Published:Wednesday | January 6, 2010 | 12:00 AM



Lorne McDonnough, chief executive officer of the CARICOM Development Fund. - File

Australia is providing one million dollars (US$884,500) to the CARICOM Development Fund (CDF), the Caribbean trading bloc has announced, following a meeting between CDF chief executive officer, Ambassador Lorne McDonnough and Australian high commissioner based in Trinidad, Philip Kentwell.

The Georgetown, Guyana-based Caricom Secretariat said that the talks followed a meeting between Barbados' Prime Minister David Thompson, who is also the chairman of the CARICOM Resource Mobilisation Task Force for the CDF and Prime Minister of Australia, Kevin Rudd, in New York in September.

Partnership Agreement

"The commitment to the CDF comes in the wake of the signature of a four-year AUS$60 million (US$53.07 million) partnership agreement signed between the Government of Australia and CARICOM in Trinidad and Tobago in the margins of the recent Commonwealth Heads of Government Meeting," the CARICOM Secretariat said in a statement.

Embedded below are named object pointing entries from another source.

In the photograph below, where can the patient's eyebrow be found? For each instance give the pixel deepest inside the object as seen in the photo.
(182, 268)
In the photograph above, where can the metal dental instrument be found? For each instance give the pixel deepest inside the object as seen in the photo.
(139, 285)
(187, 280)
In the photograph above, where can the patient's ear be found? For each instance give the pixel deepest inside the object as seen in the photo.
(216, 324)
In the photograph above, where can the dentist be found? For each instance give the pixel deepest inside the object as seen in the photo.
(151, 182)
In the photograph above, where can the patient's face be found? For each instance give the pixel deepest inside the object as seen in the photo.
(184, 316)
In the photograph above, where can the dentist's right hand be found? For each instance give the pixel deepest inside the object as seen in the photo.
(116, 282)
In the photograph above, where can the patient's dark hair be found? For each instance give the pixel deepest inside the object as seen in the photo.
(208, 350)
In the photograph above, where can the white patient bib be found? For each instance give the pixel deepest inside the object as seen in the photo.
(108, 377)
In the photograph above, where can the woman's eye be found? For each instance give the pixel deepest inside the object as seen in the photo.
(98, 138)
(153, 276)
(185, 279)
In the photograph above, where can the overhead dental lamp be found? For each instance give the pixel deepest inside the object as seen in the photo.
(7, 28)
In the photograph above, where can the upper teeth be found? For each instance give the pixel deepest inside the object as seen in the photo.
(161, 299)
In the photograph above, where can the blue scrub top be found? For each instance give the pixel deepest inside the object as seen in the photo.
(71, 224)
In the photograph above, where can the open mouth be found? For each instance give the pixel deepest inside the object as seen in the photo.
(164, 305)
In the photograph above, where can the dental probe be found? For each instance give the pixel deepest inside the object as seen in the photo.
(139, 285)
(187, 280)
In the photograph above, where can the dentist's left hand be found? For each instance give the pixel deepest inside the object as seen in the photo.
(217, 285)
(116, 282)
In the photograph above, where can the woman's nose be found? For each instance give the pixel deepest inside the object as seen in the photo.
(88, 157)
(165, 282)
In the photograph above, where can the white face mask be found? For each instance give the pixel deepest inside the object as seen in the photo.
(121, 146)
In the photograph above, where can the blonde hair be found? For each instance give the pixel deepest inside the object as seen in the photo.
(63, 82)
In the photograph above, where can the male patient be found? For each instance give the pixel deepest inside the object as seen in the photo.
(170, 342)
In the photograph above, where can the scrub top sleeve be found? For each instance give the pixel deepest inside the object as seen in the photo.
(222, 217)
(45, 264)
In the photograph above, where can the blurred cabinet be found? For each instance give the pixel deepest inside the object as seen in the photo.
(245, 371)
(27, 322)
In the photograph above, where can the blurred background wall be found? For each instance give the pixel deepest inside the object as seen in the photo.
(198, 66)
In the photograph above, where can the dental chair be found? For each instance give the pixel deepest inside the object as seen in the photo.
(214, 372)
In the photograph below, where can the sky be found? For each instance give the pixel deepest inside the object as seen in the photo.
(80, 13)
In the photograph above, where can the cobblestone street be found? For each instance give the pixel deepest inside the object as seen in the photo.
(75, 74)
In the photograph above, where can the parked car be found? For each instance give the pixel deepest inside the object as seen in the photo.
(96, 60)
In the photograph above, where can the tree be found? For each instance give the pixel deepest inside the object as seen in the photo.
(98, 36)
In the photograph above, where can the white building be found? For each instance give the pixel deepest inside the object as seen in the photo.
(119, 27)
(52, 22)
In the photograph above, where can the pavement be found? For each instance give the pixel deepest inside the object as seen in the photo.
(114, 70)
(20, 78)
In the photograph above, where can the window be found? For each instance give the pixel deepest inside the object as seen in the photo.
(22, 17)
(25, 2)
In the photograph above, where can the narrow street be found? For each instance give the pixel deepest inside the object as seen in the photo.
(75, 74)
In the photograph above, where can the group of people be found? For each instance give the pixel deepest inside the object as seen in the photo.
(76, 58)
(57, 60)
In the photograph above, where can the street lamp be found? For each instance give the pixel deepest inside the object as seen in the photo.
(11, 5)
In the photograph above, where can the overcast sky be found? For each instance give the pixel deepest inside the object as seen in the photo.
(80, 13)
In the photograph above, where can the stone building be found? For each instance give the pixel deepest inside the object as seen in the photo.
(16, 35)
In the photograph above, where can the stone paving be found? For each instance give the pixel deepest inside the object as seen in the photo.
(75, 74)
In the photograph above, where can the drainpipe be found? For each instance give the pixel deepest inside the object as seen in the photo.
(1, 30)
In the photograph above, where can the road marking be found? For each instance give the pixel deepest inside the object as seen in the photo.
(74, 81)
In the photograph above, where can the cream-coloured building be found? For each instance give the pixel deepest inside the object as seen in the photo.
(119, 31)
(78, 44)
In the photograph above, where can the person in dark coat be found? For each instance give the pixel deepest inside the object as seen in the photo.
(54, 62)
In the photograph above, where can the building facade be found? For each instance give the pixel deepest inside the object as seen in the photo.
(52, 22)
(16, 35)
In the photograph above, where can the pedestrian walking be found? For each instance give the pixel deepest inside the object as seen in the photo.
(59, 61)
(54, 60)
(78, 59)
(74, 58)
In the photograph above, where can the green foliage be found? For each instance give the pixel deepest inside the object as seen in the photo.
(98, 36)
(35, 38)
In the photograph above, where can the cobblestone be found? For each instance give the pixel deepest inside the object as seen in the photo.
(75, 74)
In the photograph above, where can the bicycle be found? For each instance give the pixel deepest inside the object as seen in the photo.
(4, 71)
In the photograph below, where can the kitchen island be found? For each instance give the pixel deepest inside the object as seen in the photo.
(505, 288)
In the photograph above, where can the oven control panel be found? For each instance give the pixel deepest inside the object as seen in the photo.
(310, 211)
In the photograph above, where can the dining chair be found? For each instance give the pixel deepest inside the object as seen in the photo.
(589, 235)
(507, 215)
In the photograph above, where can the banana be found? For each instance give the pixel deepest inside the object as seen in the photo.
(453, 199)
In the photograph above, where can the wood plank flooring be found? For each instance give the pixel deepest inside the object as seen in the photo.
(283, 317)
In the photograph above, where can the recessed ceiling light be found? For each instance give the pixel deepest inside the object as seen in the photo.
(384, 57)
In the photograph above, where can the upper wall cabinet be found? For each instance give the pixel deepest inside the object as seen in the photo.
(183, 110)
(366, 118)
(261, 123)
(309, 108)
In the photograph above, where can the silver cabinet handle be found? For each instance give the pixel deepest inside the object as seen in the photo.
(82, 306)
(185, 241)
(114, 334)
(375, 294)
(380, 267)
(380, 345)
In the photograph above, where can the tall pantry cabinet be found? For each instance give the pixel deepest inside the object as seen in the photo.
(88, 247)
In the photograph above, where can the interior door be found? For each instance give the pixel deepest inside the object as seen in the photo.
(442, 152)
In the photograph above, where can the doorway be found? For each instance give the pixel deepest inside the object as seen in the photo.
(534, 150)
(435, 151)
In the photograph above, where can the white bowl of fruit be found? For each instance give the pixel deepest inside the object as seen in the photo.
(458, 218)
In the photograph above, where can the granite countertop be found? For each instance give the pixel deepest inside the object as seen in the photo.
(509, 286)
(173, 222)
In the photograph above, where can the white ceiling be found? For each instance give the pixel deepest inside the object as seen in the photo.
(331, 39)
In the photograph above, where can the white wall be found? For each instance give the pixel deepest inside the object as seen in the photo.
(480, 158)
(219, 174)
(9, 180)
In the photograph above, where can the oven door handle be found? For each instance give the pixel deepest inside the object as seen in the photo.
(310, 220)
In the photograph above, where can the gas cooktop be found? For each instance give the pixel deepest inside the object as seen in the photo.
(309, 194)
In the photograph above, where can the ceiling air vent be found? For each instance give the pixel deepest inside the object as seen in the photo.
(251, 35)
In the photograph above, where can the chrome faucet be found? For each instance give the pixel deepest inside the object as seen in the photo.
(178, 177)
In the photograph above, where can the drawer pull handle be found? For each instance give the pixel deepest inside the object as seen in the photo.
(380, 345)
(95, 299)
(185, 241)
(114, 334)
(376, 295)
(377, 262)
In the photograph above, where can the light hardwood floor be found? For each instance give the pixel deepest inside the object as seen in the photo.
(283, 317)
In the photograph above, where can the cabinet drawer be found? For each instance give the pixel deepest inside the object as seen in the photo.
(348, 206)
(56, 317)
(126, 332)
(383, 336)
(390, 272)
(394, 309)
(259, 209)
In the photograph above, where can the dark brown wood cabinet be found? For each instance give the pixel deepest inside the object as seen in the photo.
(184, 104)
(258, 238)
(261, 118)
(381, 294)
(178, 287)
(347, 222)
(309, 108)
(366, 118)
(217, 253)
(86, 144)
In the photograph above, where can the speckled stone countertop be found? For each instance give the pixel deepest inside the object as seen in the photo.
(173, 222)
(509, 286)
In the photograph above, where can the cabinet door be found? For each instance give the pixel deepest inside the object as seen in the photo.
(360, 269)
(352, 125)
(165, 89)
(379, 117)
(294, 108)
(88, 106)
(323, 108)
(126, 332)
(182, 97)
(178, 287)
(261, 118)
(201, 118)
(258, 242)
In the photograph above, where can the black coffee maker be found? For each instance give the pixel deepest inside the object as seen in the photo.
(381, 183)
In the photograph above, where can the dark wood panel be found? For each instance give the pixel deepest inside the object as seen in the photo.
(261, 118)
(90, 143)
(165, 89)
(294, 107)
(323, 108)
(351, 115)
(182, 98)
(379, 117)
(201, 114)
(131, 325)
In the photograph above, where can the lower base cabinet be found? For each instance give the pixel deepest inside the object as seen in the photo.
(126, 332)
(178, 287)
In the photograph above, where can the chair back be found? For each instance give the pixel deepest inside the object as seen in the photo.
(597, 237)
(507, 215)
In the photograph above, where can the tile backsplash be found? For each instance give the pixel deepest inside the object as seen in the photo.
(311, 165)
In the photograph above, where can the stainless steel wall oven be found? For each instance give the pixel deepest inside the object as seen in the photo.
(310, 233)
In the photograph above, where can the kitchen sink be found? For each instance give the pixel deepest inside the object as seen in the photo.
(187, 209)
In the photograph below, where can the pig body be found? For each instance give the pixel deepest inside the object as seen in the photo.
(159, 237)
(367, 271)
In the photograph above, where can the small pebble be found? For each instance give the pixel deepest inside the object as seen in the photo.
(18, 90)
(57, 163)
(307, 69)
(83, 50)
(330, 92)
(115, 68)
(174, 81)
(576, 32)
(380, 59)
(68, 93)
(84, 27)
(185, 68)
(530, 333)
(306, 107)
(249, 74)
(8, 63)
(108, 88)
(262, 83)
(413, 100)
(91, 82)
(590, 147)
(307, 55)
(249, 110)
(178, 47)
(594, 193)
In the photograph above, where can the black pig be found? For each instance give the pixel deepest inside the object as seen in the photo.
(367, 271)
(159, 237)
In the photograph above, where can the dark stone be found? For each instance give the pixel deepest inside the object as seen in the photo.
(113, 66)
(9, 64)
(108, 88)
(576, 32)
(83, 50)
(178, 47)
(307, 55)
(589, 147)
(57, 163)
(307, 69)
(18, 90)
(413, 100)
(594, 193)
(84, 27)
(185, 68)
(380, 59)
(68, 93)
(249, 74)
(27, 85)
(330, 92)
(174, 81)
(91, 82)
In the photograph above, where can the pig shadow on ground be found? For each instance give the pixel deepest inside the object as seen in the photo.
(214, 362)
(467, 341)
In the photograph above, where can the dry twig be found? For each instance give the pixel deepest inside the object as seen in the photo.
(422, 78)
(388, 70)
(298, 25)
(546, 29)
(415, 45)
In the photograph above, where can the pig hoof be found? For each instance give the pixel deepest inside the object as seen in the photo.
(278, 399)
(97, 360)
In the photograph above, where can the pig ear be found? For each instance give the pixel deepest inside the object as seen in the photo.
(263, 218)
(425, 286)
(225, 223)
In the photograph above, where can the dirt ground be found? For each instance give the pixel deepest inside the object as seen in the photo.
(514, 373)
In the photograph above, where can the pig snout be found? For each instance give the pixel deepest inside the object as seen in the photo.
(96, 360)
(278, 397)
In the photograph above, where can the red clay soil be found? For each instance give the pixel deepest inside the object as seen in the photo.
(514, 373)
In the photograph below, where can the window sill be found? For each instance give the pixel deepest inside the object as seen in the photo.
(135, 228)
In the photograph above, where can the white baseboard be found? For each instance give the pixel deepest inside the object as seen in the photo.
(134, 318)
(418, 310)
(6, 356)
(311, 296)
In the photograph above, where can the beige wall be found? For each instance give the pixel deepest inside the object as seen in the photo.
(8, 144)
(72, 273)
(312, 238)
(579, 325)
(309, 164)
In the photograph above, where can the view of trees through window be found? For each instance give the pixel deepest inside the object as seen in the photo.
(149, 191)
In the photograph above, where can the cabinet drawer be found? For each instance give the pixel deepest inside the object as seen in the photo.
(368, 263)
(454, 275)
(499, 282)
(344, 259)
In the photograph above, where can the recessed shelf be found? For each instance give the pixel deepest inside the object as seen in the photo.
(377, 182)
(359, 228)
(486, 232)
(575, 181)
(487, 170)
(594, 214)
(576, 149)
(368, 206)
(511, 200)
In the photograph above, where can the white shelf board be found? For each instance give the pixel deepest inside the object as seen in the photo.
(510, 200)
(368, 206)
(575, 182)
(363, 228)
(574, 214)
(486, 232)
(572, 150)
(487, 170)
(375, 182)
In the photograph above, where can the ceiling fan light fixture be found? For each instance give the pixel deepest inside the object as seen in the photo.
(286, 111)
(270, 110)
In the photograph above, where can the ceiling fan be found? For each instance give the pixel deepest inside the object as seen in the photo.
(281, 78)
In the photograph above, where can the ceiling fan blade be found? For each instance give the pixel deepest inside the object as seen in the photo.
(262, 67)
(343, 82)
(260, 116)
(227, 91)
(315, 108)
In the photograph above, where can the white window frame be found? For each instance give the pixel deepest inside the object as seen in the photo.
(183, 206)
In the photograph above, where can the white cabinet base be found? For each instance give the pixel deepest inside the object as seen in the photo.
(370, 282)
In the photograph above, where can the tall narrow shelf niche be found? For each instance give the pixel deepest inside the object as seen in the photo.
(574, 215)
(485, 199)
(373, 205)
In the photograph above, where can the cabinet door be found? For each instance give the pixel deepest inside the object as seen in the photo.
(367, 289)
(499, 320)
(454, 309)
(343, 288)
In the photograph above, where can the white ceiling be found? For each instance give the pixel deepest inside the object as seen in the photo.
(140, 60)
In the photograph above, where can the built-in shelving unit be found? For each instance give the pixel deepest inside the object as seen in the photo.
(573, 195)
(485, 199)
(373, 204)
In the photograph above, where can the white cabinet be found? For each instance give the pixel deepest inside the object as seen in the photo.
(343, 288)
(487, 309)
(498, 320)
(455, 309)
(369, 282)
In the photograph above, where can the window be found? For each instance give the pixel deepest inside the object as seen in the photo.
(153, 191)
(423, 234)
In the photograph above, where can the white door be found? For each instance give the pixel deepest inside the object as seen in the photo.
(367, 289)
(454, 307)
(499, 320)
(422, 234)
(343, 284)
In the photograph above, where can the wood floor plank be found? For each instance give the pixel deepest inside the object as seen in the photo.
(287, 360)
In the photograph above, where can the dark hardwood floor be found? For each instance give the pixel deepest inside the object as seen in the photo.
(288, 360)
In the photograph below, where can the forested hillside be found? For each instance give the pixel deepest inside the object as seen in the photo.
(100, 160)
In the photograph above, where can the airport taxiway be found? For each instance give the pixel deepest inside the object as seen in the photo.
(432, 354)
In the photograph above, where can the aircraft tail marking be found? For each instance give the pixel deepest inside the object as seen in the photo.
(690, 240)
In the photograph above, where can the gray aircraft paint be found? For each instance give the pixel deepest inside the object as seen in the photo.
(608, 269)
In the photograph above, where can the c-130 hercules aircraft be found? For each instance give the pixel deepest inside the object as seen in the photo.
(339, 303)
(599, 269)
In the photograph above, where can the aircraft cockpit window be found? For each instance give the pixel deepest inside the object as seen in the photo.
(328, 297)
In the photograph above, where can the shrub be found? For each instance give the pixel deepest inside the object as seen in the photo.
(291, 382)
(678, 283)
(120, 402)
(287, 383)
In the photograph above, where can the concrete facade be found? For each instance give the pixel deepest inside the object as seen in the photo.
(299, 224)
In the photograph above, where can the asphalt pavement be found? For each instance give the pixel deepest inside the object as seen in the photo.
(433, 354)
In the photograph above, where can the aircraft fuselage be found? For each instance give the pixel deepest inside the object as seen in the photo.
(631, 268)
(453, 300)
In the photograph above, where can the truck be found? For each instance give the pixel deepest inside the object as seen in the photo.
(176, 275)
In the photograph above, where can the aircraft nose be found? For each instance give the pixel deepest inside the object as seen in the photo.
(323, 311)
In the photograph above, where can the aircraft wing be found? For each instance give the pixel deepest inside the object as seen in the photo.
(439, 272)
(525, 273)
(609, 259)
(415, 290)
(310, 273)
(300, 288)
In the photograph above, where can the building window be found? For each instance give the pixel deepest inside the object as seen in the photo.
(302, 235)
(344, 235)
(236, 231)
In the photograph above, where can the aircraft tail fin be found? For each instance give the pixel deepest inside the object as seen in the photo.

The funds will be used "to make interventions in disadvantaged member states in keeping with the CDF mandate to reduce intra-regional disparities."

The CDF is also heavily sponsored by larger CARICOM countries. Jamaica's contribution this fiscal year is expected to amount to J$970 million (US$10.9 million), up from $585 million (approximately (US$7 million) in the financial year 2008/09.